Yeni ÖTV düzenlemesinin ardından aslında müşterinin tercihleri değişecek. Bugüne kadar ağırlıklı satılan modeller, ithaller ve lüks segment modelleri en üst ÖTV dilimine sıkışmıştı. Şimdi, yüzde 70-100 bandında ÖTV dilimleri getirilmesiyle Türkiye’de üretilen modellerde yüzde 70’ten başlayan bir avantaj oluştu. İthaller ise ağırlıklı olarak yüzde 80 ve yüzde 90 ÖTV bareminde yer almaya başladı. Lüks diye tanımlanan modeller ise yüzde 100 ÖTV dilimine girdi. Herkes bu yeni fotoğrafı analiz etti ve müşterilerin kendileri için avantajlı olan modellere yöneldiğini gözlemliyoruz. Kalan aylarda daha düşük ÖTV’si olan modellerin tercih edilme olasılığı daha yüksek.

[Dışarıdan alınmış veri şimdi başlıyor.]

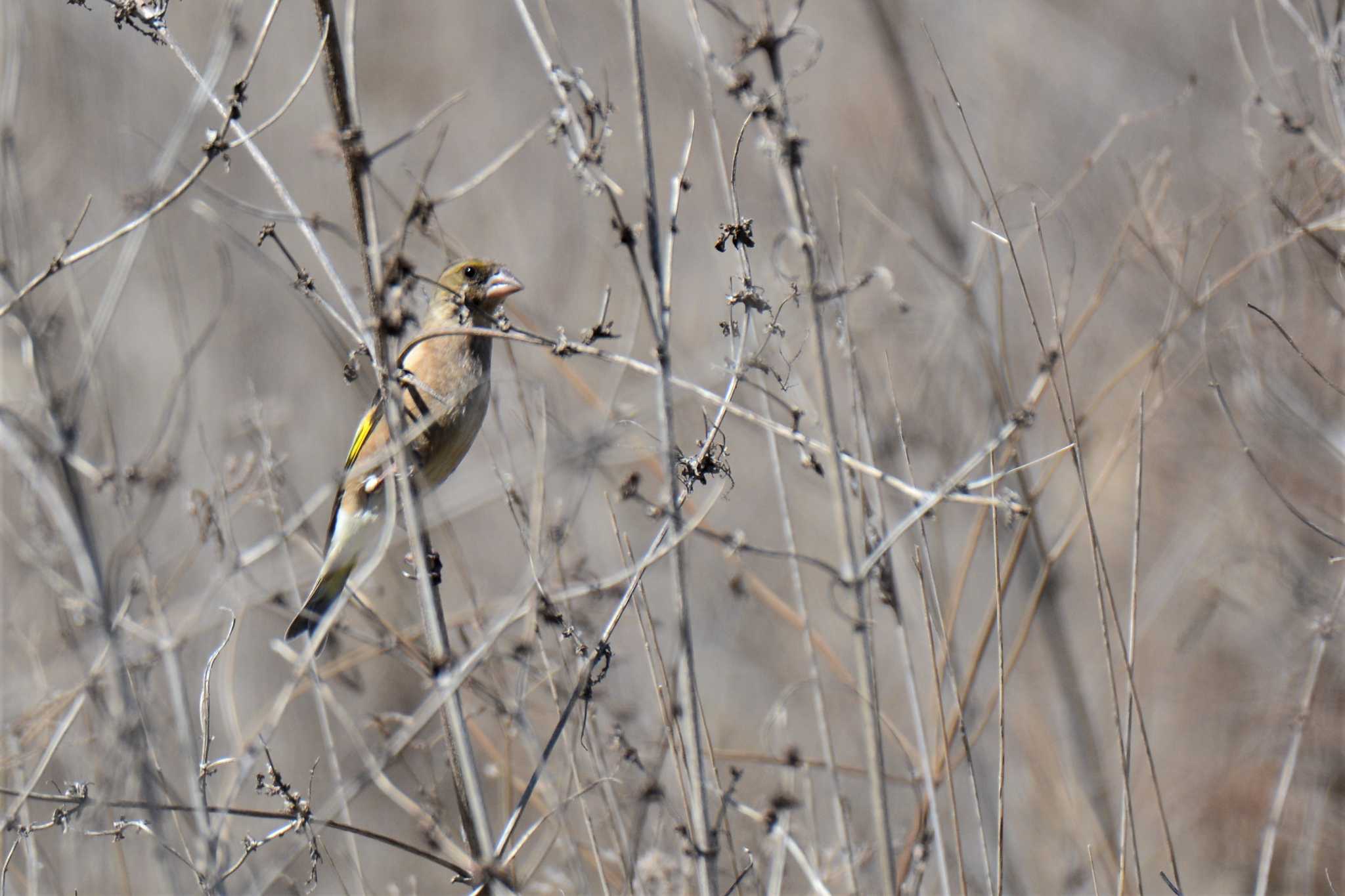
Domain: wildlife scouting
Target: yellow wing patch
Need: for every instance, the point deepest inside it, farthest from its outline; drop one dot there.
(366, 426)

Bununla birlikte elektrikli araçların ÖTV’sinde de artış yapıldı ve yüzde 10’luk en düşük ÖTV baremi, yüzde 25’e çıkarıldı. Yine konvansiyonel motora sahip modellerle belli bir makas var. Diğer yandan CDV diye tanımlanan çok amaçlı kullanıma sahip ticari araçlarda yüzde 15’lik ÖTV avantajı devam ediyor. Bu noktada CDV’lere belli oranda bir kayma olup olmayacağını da, önümüzdeki 1-2 ay içerisinde gözlemleyebileceğimizi düşünüyorum.

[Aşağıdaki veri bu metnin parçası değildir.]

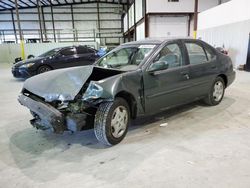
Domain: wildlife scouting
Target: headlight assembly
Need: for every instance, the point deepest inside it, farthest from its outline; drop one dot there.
(93, 91)
(26, 65)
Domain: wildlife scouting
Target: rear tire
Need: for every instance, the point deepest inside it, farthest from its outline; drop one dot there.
(216, 92)
(111, 121)
(43, 68)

Sürdürülebilirlik günümüzün önemli konularının başında geliyor. Bu bağlamda, fosil yakıtlı taşıtların yerini yakın zamanda çevre dostu taşıtlar alacak gibi görünüyor. Markanızın çevre dostu, dolayısıyla elektrikli araçlar konusundaki çalışmalarından bahseder misiniz?
Sürdürülebilirlik bugün sadece otomotivin değil, tüm sektörlerin en öncelikli gündemi. Toyota olarak biz de bu dönüşümde sadece tek bir teknolojiye odaklanmıyoruz. Çoklu mobilite stratejimiz kapsamında tam hibrit, şarj edilebilir hibrit, tamamen elektrikli ve hidrojen yakıt hücreli araçlarımızı aynı anda geliştiriyoruz.
Böylece farklı coğrafyalardaki kullanıcıların ihtiyaçlarına, altyapı koşullarına ve regülasyonlara uygun çözümler sunabiliyoruz.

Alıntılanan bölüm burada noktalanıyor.